В Самарканде Академия книги сотрудничала с учёными, чьи тексты публиковала и иллюстрировала («Трактат об астрологии» Абд ар‑Рахмана ас‑Суфи, учёного X в., 1447‑1449, Париж, Национальная библиотека). Улугбек, страстно влюблённый в науку вообще и в астрономию в особенности, которой он в конечном счёте посвятил жизнь, основал обсерваторию, которую открыл в 1422 г. и развалины которой были обнаружены в 1908 г. на холме Афрасиаб – прежде всего гигантский секстант с делениями, имеющий длину более 60 м и ориентированный точно по меридиану. Проводившиеся здесь работы были рассчитаны надолго: ведь здесь изучали полный цикл обращения Сатурна, занимающий тридцать лет. Под руководством Улугбека здесь работал коллектив выдающихся учёных, в том числе астроном Кази‑заде ар‑Руми, судя по имени – осман, который после смерти в 1437 г. удостоился неслыханной привилегии – мавзолея в царском некрополе Шахи‑Зинда. «Астрономические таблицы» [Зидж] этого монарха, вывезенные в Константинополь одним из его близких сотрудников ал‑Кушчи, были там опубликованы Мехмедом II. Они будут переведены на латынь в 1665 г., и на них будут ссылаться в Европе ещё в XIX в. Обсерваторию посещали и представители других наук, как математик ал‑Каши, который открыл или заново открыл десятичные дроби, сконструировал первый арифмометр и решил так называемый бином Ньютона.

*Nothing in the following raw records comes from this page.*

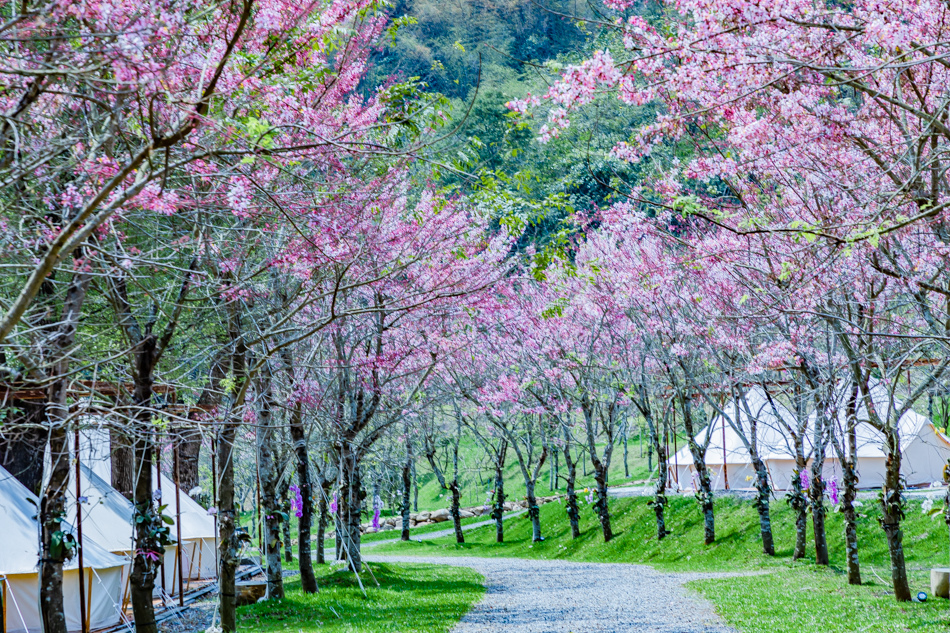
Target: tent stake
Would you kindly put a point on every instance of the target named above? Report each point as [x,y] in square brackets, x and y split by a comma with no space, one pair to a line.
[82,588]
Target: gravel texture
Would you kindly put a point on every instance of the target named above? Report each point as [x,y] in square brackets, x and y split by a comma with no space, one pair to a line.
[544,596]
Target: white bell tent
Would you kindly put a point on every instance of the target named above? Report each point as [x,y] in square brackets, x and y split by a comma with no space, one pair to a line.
[107,519]
[198,534]
[924,449]
[19,555]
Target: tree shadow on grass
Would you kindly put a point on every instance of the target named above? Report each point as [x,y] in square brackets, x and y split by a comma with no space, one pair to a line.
[410,598]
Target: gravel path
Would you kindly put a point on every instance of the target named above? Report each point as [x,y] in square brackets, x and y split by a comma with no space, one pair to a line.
[544,596]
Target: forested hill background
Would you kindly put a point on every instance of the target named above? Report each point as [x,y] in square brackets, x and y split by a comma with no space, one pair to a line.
[506,49]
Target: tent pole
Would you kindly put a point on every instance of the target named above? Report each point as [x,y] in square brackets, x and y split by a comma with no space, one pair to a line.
[676,465]
[158,481]
[725,466]
[82,588]
[181,594]
[214,501]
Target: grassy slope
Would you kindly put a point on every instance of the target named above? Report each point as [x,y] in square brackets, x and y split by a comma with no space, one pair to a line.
[793,597]
[477,476]
[411,599]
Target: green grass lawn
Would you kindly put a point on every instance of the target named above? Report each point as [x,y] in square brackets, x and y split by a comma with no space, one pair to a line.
[411,599]
[795,597]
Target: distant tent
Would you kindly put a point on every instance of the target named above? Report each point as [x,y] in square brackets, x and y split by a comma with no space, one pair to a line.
[107,519]
[924,449]
[19,577]
[198,534]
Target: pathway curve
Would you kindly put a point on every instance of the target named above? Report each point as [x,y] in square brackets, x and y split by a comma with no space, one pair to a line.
[547,596]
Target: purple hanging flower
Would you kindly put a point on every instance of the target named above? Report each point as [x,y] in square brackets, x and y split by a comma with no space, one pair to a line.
[377,508]
[296,503]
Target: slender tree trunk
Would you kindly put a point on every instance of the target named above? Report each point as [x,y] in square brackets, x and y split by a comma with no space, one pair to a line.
[267,458]
[892,506]
[573,512]
[704,495]
[52,507]
[498,513]
[415,488]
[849,482]
[285,525]
[150,551]
[764,491]
[659,495]
[534,512]
[308,580]
[229,542]
[123,467]
[351,506]
[816,495]
[600,506]
[799,503]
[456,511]
[406,491]
[850,522]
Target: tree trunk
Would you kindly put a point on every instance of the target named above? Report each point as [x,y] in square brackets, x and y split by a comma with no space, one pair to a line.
[850,522]
[600,506]
[148,522]
[229,542]
[267,458]
[456,511]
[764,491]
[799,503]
[351,507]
[123,467]
[704,495]
[406,492]
[498,513]
[24,441]
[308,580]
[534,512]
[659,495]
[573,512]
[892,506]
[816,496]
[55,546]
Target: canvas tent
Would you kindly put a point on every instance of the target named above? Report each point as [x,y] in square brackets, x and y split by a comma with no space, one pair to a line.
[924,449]
[198,532]
[107,519]
[19,577]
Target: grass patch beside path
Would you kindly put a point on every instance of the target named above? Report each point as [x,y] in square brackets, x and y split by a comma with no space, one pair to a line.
[810,599]
[795,597]
[387,535]
[411,599]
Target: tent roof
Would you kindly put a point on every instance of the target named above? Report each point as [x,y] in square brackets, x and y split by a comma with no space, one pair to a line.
[195,521]
[20,551]
[106,514]
[773,439]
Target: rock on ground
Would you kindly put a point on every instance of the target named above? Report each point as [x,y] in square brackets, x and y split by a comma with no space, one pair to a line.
[544,596]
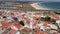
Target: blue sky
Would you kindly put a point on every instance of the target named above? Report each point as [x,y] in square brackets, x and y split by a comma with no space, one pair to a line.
[33,0]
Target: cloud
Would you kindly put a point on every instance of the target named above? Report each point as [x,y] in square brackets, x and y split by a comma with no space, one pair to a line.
[33,0]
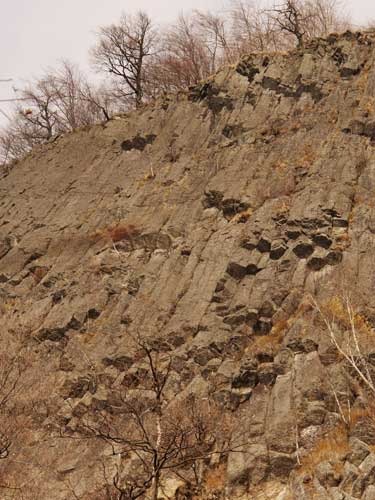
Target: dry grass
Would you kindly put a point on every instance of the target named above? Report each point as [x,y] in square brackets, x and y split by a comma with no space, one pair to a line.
[243,216]
[39,273]
[215,479]
[336,310]
[333,447]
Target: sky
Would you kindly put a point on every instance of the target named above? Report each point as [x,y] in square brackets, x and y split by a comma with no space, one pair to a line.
[36,34]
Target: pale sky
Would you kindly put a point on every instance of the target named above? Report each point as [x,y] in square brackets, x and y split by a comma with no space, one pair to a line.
[35,34]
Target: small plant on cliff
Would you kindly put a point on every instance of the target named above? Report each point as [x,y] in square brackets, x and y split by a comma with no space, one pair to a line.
[153,435]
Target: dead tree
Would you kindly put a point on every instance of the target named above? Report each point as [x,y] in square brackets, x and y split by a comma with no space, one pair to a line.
[122,52]
[152,433]
[291,17]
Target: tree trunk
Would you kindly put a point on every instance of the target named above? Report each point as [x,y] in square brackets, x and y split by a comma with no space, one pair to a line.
[155,487]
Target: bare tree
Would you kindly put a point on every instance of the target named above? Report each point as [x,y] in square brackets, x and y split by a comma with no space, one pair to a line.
[122,51]
[252,28]
[189,52]
[292,17]
[60,101]
[153,435]
[304,19]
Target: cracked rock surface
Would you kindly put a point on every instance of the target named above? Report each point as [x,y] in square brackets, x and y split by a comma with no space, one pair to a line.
[209,221]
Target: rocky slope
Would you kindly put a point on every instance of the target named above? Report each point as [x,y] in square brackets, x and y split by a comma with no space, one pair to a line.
[210,222]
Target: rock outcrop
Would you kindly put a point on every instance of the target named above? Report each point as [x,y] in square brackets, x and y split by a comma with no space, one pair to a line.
[217,223]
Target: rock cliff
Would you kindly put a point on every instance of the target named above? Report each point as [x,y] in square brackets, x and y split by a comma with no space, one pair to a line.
[233,225]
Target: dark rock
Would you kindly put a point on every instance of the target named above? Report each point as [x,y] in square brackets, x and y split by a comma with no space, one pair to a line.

Тонкость, изящество, переливы и гармоничные сочетания красок, характерные для миниатюр, можно увидеть и в облицовочной керамике, которая занимала всё больше места в тимуридских памятниках. Использовались все ресурсы керамографии, и рядом можно было видеть плитку, кирпич, глазурованный по краю, мозаику, резной, ажурный, литой, гравированный фаянс, и игра цвета на этом всём отличалась сказочным многообразием, которое отнюдь не вредило единству целого, а, напротив, способствовало ему. Эта изысканность контрастирует с гигантоманией, какая обнаруживается в самих памятниках и какую часто можно встретить в ремесленных изделиях, таких, как бронзовый котёл, так называемый котёл Тамерлана, окружность которого составляет почти 2,5 м и который весит две тонны (Эрмитаж, сейчас в г. Туркестан, Казахстан).

Многочисленные постройки времён основателя династии показывают, что тимуридское Возрождение началось при нём. Он привозил в Самарканд ремесленников со всего мира, но прежде всего персов, и их искусство продолжает иранскую традицию в самом чистом виде, без особых новшеств, кроме стремления к чрезмерной величине, которое мы отметили, кроме смелости в исполнении арок и куполов, хоть и кирпичных. Айван шириной 16, 18 или 22 м, стена или купол более 50 м в высоту архитекторов не пугали. Уже отмечено, и я сам говорил, что эти памятники строились слишком быстро, чтобы быть прочными. Не ошибался ли я? Да, возводили быстро, коль скоро для строительства гигантской мечети‑медресе Биби‑ханым, для которой со скрупулёзной заботливостью изготовили самое меньшее два миллиона плиток и глазурованных кирпичей, понадобилось четыре года! Но фундаменты были мощными и глубокими, и в конечном счёте удивительно, что в этих странах, подверженным сильным землетрясениям (из‑за землетрясения 1897 г. упала целая стена Биби‑ханым, недавнее землетрясение в Баме разрушило колоссальную цитадель), в этих странах, столь отсталых в XIX в., некоторые образцы этой архитектуры сохранились. По сравнению с количеством, какое упоминает история, они немногочисленны. Тем не менее они существуют.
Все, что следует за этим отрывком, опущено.